J Kaufman.
We all have our petty prejudices. Even me. It’s probably something to do with our tribal origins. Left unattended, our prejudices can all too easily morph into irrational hatreds and bigotry. Under extreme conditions one might even kill in the name of defending one’s dearly held prejudice. It happens all the time all over our sorry little world. It is often forgotten that, along with communists, socialists, trade unionists, homosexuals and transgender people, Roma and Jews, people with varying physical and intellectual disabilities were ruthlessly and systematically murdered by twentieth century fascist regimes.But the good news is that under more benign conditions, many of us have learnt to rise above our irrational prejudices and have started to act more rationally, even, if you will forgive my youthful enthusiasm, more lovingly. By this I mean, not just tolerating difference but positively celebrating it. When it comes to ‘disability’, we have travelled a long way. Still a million miles to go but society generally might be said to have started a journey whereby both physical and intellectual disabilities are merely seen as part of a human continuum of ability.

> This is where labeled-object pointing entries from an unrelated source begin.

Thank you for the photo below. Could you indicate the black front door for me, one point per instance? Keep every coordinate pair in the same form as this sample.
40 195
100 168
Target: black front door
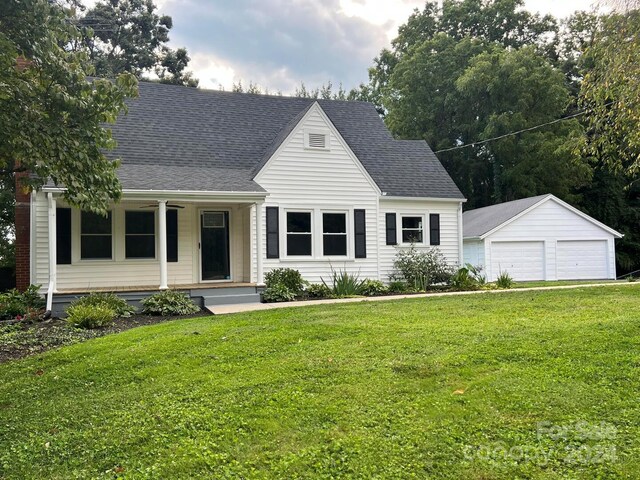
214 245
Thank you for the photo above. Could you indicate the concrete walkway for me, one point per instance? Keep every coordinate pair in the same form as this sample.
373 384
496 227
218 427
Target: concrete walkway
250 307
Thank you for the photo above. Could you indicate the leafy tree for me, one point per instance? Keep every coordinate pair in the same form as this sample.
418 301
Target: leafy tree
51 117
505 91
7 220
502 22
130 36
611 92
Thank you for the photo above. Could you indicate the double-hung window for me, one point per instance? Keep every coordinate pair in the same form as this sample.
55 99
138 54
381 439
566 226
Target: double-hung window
95 236
140 234
299 236
412 229
334 234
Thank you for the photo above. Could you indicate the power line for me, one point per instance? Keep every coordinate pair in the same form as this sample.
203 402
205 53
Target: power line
481 142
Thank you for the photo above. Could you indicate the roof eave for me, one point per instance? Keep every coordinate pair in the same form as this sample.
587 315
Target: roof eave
430 199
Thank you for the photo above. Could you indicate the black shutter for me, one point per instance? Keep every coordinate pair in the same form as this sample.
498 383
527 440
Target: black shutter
392 237
273 232
63 236
172 235
434 228
360 230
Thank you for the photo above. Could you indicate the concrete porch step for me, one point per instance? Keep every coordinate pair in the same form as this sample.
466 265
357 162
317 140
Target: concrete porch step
223 291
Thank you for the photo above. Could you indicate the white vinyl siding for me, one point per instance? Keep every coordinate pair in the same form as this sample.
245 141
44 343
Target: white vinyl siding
521 260
330 180
474 252
559 230
130 273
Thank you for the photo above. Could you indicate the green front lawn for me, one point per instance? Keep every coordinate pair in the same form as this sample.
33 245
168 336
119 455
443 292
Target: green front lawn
525 384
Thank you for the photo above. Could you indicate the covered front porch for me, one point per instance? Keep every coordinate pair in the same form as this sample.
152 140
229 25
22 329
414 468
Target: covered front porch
152 241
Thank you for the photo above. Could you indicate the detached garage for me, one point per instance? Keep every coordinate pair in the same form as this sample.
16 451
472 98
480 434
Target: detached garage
539 238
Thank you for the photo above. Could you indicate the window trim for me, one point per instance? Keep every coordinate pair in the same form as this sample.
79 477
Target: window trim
327 139
285 233
112 211
155 235
401 230
346 235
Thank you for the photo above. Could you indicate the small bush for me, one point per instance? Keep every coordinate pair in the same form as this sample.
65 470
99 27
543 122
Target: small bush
110 300
169 302
14 304
318 290
287 277
422 269
278 293
504 280
371 288
90 316
468 277
344 284
399 286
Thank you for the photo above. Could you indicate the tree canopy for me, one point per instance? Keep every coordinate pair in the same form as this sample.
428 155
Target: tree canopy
51 116
611 91
130 36
499 94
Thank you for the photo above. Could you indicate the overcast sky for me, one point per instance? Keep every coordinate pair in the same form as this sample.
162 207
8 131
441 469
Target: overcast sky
280 43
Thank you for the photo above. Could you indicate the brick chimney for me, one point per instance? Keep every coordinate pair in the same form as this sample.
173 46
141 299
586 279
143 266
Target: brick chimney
23 233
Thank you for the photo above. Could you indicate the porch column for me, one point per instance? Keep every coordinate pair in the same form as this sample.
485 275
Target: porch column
162 244
51 211
259 273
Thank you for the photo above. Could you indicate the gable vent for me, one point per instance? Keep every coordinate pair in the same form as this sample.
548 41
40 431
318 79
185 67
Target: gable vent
317 140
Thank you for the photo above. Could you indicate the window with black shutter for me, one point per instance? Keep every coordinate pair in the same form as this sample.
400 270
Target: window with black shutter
63 236
392 238
299 234
360 233
140 234
172 235
334 234
434 228
95 236
273 232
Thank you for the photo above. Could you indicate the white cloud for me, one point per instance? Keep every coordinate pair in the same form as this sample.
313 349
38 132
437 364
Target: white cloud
212 71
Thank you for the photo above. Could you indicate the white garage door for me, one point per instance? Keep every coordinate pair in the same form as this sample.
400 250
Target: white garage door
522 260
582 259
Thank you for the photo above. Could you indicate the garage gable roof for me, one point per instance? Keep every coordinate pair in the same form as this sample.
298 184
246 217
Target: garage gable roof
481 222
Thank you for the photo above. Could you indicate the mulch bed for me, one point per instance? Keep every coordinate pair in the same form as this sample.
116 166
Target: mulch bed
20 339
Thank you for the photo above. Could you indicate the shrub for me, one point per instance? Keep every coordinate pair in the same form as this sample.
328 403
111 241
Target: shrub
278 293
504 280
287 277
371 288
468 277
318 290
15 304
344 284
169 302
90 316
110 300
398 286
421 269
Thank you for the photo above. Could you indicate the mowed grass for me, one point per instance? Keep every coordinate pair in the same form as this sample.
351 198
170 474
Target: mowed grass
452 387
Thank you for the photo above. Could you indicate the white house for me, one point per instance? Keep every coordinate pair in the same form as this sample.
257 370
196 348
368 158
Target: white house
539 238
220 187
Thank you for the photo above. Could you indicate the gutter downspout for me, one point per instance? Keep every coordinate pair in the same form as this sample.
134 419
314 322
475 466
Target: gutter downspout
460 237
52 251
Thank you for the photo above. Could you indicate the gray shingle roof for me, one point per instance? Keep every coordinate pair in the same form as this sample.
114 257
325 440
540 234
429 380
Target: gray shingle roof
476 223
180 138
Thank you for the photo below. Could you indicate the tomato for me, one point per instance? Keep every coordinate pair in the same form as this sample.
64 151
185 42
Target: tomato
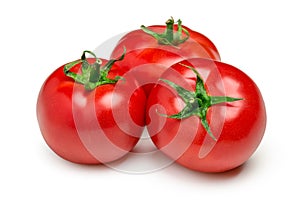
206 115
96 118
155 48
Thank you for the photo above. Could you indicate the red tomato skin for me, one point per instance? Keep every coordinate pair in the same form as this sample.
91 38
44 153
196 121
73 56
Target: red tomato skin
147 59
71 117
241 132
198 45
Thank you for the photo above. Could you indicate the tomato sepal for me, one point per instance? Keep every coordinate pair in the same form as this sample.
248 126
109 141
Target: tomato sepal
169 37
93 75
197 102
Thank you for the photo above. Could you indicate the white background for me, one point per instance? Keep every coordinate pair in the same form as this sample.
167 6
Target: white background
259 37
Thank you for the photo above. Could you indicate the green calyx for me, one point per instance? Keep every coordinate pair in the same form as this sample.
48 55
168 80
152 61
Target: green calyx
169 37
93 75
197 102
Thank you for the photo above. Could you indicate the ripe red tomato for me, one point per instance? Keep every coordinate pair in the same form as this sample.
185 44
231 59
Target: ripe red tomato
153 49
211 126
96 122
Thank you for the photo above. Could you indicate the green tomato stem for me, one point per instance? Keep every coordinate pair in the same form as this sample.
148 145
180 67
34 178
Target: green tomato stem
197 102
93 75
169 37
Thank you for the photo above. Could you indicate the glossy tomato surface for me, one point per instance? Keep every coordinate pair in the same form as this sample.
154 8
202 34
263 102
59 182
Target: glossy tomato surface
90 127
238 126
147 59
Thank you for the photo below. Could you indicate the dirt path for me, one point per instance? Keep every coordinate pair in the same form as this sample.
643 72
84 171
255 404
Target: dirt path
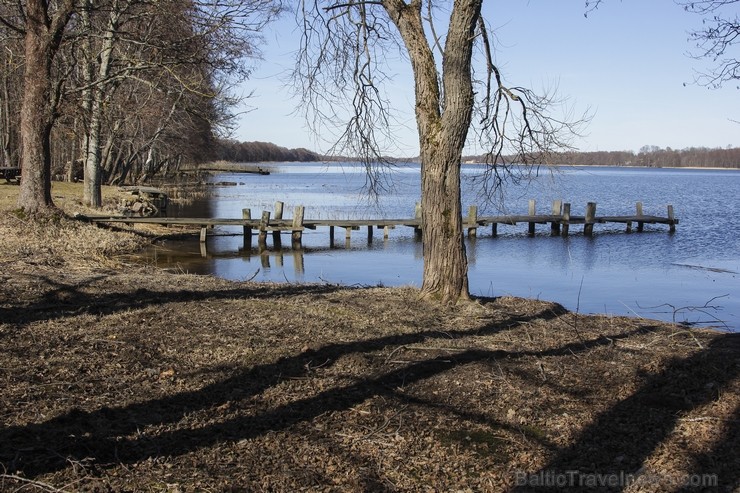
123 378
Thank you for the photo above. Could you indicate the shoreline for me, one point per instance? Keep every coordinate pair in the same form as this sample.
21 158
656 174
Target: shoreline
139 379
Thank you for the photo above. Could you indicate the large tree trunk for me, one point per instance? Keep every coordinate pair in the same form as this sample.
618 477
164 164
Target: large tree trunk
443 127
42 39
36 120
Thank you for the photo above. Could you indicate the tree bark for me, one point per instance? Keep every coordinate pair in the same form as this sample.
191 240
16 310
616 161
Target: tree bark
443 126
42 40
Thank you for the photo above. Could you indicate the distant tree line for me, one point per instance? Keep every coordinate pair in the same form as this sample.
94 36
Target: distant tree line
655 157
254 152
122 89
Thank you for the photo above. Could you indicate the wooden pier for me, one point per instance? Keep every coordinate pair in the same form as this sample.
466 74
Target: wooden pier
559 218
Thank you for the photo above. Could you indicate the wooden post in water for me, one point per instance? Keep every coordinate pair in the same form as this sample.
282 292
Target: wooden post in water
276 240
298 261
588 226
672 219
532 212
566 219
297 233
262 237
472 221
557 206
247 216
417 215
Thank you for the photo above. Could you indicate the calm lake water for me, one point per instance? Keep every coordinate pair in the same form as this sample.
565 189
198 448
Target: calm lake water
690 276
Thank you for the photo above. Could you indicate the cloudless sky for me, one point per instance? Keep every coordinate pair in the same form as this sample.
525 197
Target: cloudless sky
627 63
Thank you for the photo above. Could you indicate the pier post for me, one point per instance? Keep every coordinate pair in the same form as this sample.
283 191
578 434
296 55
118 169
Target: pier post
532 212
472 221
557 206
417 215
298 261
247 216
297 233
276 241
672 219
588 226
264 223
566 219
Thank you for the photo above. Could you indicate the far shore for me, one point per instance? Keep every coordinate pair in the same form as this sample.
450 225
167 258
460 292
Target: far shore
124 377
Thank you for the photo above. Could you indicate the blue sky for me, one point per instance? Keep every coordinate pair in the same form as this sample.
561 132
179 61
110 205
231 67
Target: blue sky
627 63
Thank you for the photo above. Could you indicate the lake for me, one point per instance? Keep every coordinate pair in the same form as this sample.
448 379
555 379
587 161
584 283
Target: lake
690 276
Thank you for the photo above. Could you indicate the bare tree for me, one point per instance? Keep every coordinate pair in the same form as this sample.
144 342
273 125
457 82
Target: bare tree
716 40
42 25
342 62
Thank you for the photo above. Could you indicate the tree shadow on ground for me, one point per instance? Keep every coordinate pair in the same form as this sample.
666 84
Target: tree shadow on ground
60 300
110 435
611 453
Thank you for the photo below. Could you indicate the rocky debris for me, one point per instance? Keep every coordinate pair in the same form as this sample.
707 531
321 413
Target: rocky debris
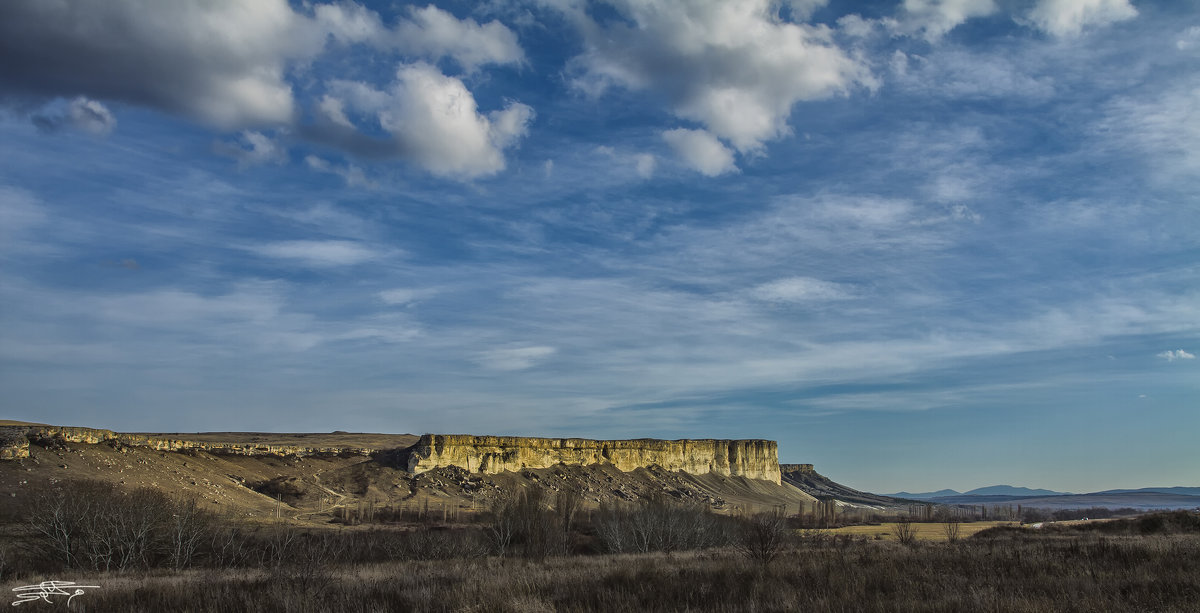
491 455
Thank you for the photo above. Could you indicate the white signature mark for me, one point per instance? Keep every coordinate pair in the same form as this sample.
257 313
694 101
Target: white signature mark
46 589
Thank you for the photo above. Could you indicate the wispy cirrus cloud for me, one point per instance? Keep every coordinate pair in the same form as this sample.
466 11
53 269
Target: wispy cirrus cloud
318 253
1177 354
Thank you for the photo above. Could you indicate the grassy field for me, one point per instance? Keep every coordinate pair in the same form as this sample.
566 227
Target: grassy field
925 532
1018 571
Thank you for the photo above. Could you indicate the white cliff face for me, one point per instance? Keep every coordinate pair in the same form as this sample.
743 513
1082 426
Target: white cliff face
749 458
15 443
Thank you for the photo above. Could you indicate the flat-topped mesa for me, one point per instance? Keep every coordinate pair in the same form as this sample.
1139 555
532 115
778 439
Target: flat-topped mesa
15 443
753 458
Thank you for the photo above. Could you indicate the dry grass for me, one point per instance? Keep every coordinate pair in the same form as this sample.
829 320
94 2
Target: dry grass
925 532
1013 571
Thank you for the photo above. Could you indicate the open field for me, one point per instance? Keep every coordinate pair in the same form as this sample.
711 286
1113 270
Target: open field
925 532
1026 571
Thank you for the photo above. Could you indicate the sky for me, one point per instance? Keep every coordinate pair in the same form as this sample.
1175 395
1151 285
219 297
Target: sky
921 244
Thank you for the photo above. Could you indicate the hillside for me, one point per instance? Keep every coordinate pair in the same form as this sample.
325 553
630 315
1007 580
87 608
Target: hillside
307 476
819 486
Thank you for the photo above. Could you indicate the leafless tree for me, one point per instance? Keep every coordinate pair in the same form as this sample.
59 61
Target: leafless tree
906 532
502 527
763 536
951 529
186 529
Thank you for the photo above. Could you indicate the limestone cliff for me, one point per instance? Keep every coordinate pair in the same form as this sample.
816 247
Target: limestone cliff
749 458
15 443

The premise is that we are all, to some degree, on a spectrum of ability, whereby a person may excel in one activity and be hopelessly inept at another. I know that feeling well. Ask me to organise a ping pong tournament for two hundred people and I’ll make a half decent job of it. Ask me to carry out the simplest of DIY tasks and I will fail miserably time and time again. Introduce a mechanical or electrical component to the task and my level of ineptitude becomes legendary. It’s a similar story in my physical endeavours. I can still comfortably play a reasonable level of ping for five hours or more with barely a break. Ask me to swim a lap of even a medium size pool and you’ll find me gasping for breath.
If we accept the premise that we are all on a physical and intellectual spectrum with different aptitudes for different tasks, then the conclusion is obvious. Exclude nobody on the basis of so-called disability. On the contrary, be pro-active and include everybody. You may just be surprised, even shocked at what the so-called disabled person will achieve be it in the realm of sport, of employment or any scientific or artistic endeavour. The astonishing life of Stephen Hawking is a technicolour testament to this blindingly obvious fact. The stunning achievements of the para Olympians is still further reminder that all humans, if given a reasonably level playing field, can be successful in a whole range of human activity.
Given the veracity of the above, it was no surprise that at the recently held Down’s Syndrome World Table Tennis Championships, held in Portugal on the island of Madeira, produced some sparkling table tennis. You can read about their exploits on the Table Tennis England website. You might be amazed at the level of proficiency, but you really shouldn’t be. One of the British competitors was from Brighton Table Tennis Club and as well as being a damn fine table tennis player capable of whipping 99.9 % of the world’s population, he is a fully trained table tennis coach. For this person, the sky is the limit, a person who refuses to be pigeonholed by preconceived notions of what he can and cannot do.
All this leads me to ponder about the very word, ‘disabled’. I suspect that if ever there was a word that needed to be jettisoned it is this one. Of course, I can readily see its advantages. To be categorised as disabled can bring with it extra resources and extra empathy. And that is certainly good. But with it also comes a certain stigma and a massive degree of pre-conception. It shoves people into a box and limits, intentionally or otherwise, what people are capable of. To me, the very semantics of the word has a negative connotation.
So, if we were ditch the word ‘disabled’, what should we replace it with? Maybe ‘multi-ability’ is a less pejorative term. It’s a term that better reflects the universal continuum of human ability. It’s a term that is fully inclusive as opposed to the false dichotomy between the ‘abled’ and the ‘disabled’. But in the end, language, important as it is, is only a reflection of society’s limiting attitudes and prejudices. I’ve been coaching table tennis for well over thirty years and I’ve yet to come across a student that has not improved their game with time. As Matthew Syed was at pains to point out in his ground breaking ‘Bounce’, there really is no such thing as talent, merely those that have the opportunity and encouragement to purposefully improve and those that don’t. If we stop putting people in artificial boxes, then the sky truly is the limit. The recent World Down’s Syndrome Table Tennis Championships was a poignant reminder of this indisputable truth.